The history of Flodden 1513
The founding date of this ecomuseum is traced back to 2008 when a small group came together to plan and discuss the upcoming quincentenary of the Battle of Flodden which would occur in 2013. This small group drew up a list of about thirty people and organizations that wanted to be involved in commemorating the event of the battle and further exploring what the battle means for national and regional history. This was the start of the ‘Flodden 500 journey.’ The list of about thirty names termed the ‘Stakeholder’ list grew to eighty names after an initial round of investigative interviews. This larger list regrouped under the name ‘Flodden 500 Steering Group’ and began to host events. The wider community was involved in these events and through these events, twelve sites were selected in order to form the first phase of the Flodden 1513 Ecomuseum. Funding and support for the establishment of the ecomuseum came from the EU LEADER program that also employed Project Officers to the ecomuseum.
Momentum continued for the ecomuseum and by the end of 2011, there were about 90 different projects under the Flodden 1513 umbrella. The Stakeholder list also had grown to be over 300 names long and ranging from local residents to large organizations. The original twelve sites have now expanded to 41 sites within the ecomuseum. The ecomuseum was awarded a four-year project from the Heritage Lottery Fund to expand the number of sites, further archaeological knowledge, research documents and archives, and to improve teaching opportunities for children. This project, named The Flodden 500 Project, transpired from 2012 through 2016.

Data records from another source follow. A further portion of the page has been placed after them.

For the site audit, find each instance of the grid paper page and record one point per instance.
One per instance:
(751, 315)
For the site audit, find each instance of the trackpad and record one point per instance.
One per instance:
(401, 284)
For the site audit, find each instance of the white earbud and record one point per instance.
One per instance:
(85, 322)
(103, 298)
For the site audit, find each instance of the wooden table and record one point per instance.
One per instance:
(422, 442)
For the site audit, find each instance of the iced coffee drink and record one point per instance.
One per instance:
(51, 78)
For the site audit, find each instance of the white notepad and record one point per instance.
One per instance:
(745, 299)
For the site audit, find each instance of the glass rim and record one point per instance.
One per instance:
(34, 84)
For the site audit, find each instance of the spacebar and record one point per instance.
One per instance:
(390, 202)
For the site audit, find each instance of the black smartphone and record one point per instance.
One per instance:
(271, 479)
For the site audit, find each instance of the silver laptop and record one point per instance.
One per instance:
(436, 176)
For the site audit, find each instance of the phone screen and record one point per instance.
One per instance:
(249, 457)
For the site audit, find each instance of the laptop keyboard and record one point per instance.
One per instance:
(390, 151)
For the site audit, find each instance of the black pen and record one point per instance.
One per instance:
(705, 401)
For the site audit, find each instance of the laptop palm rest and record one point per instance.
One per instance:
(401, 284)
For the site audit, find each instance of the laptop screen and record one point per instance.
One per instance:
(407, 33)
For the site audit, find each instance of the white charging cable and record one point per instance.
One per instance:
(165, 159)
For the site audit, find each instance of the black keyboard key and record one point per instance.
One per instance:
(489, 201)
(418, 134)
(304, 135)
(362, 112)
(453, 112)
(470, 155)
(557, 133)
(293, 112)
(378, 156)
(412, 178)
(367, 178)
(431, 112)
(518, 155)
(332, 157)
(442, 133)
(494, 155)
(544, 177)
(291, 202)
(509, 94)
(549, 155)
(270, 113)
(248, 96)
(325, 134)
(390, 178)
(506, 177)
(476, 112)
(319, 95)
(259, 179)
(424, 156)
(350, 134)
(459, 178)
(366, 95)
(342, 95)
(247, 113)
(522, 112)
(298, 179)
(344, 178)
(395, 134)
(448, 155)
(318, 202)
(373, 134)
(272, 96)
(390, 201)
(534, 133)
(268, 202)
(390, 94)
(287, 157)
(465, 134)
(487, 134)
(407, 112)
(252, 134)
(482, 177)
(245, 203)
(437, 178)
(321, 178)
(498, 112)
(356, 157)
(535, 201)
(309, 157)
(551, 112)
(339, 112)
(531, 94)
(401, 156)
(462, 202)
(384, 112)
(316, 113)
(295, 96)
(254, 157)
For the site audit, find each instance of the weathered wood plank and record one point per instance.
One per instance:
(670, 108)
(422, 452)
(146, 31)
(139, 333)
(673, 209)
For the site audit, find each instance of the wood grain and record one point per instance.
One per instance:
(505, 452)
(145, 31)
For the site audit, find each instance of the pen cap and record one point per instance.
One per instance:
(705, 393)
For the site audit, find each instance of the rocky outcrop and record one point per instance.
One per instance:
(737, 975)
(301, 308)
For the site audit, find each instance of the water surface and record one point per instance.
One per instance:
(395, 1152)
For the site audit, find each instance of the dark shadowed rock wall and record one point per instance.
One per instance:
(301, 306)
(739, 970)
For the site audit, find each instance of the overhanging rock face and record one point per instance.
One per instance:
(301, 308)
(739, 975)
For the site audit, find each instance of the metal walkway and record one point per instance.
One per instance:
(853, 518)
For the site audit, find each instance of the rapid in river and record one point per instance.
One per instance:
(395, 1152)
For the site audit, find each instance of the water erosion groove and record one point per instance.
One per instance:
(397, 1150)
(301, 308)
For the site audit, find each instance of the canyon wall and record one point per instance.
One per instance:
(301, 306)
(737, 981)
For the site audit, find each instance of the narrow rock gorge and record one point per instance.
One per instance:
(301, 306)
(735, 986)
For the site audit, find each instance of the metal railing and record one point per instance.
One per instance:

In February of 2017, the ecomuseum published a very positive report of the results from the project. This report includes contributions from personnel, volunteers, archivists, teachers, archaeologists, and students all remarking on the work done during the project and providing accounts of their personal involvement. The report is available on the Flodden 1513 website, it is 46 chapters long and has the title Flodden: Legends & Legacy.
A glance at Flodden 1513
Beginning with Davis’ five indicators, the befitting of Flodden 1513 to the ecomuseum model will now be explored. The first indicator deals with the territory and bounds of the ecomuseum. Flodden 1513 is the United Kingdom’s first cross-border ecomuseum. The sites of the ecomuseum are located throughout both England and Scotland. The greatest concentration of sites is around the actual battlefield site and in the area of Northumberland and the Borders region. Go here for more information about the local sites. The territory of Flodden 1513 is one most definitely marked with unconventional bounds. The reason why the sites are so spread out across the two countries is because in-situ conservation is used by Flodden 1513. This speaks to Davis’ second indicator that deals with a fragmented-site policy which Flodden 1513 has clearly adopted.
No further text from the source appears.